Of course, RPAs can’t do everything by themselves, and the officer emphasized that the goal of expanding the use of RPAs isn’t to push fighter pilots to the periphery, but to achieve “tactical integration,” where fighter pilots and RPAs work together in a cohesive airpower machine.
“I think the message from the Reaper community to the fighter enterprise is not ‘We have no need of you,’ but rather, ‘If we’re serious about our trades, we both have great need for each other in the next fight … we’re just not so sure you really share that sentiment,’” he said.
“The MQ-9’s not going to do everything,” he added. “I need the [F-35 Joint Strike Fighter] to do things too.”
Clever back-up plans
As Air Force leaders figure out the future of the branch, there is a back-up plan to move the 6th attack squadron out of the dilapidated building and into an abandoned German Air Force headquarters building at Holloman.
Ottaviano confirmed the plan is being called a “Bridge Solution” and that it is intended to “improve the overall mission reliability” until a new MQ-9 training facility is built.
Depending on which pieces of the solution are funded, the investment would cost anywhere between $1.8 and $12.6 million, she said.
In the meantime, instructors at Holloman will keep training Reaper pilots, the anonymous officer said. However, new RPA student pilots at Holloman now have fewer lessons in flying fundamentals than manned aircraft student pilots, and there is a chance they never will again.
“AETC … reduced student throughput at multiple training locations” to adhere to social distancing guidelines and reduce the spread of the disease, 19th AF leadership wrote in a statement to Task & Purpose.
“As part of the streamlining efforts, we’ve prioritized initial flight training for those students going to undergraduate pilot training; resulting in the suspension of remotely piloted aircraft and combat systems officer student attendance,” leadership said.
19th AF insisted that the change was “not permanent at this time,” and that RPA student attendance at IFT would be assessed “as real world conditions evolved.”
However, the anonymous Air Force officer maintained that the changes were indeed made permanent this week, and that targeting RPA pilots in particular was “a fairly prejudicial move, and one that says, ‘we don’t think you need the venues we afford other aviators to develop airmanship, because we don’t think of you as Airmen,'” he said.
19th AF leadership pushed back on accusations of prejudice.

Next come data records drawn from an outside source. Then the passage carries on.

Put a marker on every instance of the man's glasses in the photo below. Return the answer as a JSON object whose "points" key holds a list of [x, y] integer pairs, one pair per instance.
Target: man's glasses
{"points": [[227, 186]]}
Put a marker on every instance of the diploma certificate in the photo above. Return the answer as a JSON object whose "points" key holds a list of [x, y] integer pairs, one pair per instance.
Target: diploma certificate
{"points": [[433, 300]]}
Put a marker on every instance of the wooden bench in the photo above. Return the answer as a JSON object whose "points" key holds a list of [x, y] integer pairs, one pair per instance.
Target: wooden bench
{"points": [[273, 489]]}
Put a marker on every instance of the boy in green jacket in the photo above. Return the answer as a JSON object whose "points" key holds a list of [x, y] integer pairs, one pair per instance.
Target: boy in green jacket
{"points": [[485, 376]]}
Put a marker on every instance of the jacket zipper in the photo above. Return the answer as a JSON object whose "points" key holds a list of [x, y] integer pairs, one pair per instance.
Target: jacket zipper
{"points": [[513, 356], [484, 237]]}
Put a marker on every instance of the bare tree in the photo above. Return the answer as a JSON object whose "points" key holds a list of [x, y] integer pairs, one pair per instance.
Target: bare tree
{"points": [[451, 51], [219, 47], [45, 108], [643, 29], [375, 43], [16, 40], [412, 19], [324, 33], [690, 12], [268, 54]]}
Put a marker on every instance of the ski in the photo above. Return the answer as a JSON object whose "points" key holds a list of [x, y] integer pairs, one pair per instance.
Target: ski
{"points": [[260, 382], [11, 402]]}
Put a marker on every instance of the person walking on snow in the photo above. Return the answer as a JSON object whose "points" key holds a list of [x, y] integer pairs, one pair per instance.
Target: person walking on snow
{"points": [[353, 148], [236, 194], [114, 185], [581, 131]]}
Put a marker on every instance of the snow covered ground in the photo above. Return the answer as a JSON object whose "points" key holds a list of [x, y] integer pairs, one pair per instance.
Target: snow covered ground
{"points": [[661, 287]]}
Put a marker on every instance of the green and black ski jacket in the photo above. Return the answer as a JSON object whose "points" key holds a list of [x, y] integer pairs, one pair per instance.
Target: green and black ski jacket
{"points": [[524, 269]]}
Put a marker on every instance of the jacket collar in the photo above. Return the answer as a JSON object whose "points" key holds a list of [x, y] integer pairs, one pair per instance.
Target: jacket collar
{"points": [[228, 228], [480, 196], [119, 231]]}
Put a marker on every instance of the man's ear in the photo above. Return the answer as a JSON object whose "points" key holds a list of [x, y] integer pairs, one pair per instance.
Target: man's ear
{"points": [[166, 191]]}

“There is no prejudice towards RPA operators,” they wrote. “RPA training, much like pilot and combat systems officer training, continues to evolve. Each assessment is about providing the right training at the right time for our Airmen.”
Whether IFT is coming back for RPA pilots or not, back at Holloman it’s frustrating to keep coming up with back-up plans to make things work at the facility, the officer said.
“The sky’s not falling,” he said, “but we keep having to fight ourselves, and then you see Senator Heinrich yelling at General Goldfein because they both want to be on the record saying that they see the bad conditions and they want to turn the ship.”
Everyone in the Air Force wants to keep America safe, the officer said, it’s just that there are competing parties with different visions for how to do that, and some visions appear to have priority over others.
“It can’t be ‘my tribe and only my tribe,’” he said. “We have to get past that silliness. If that’s going on you can’t be making national security decisions.”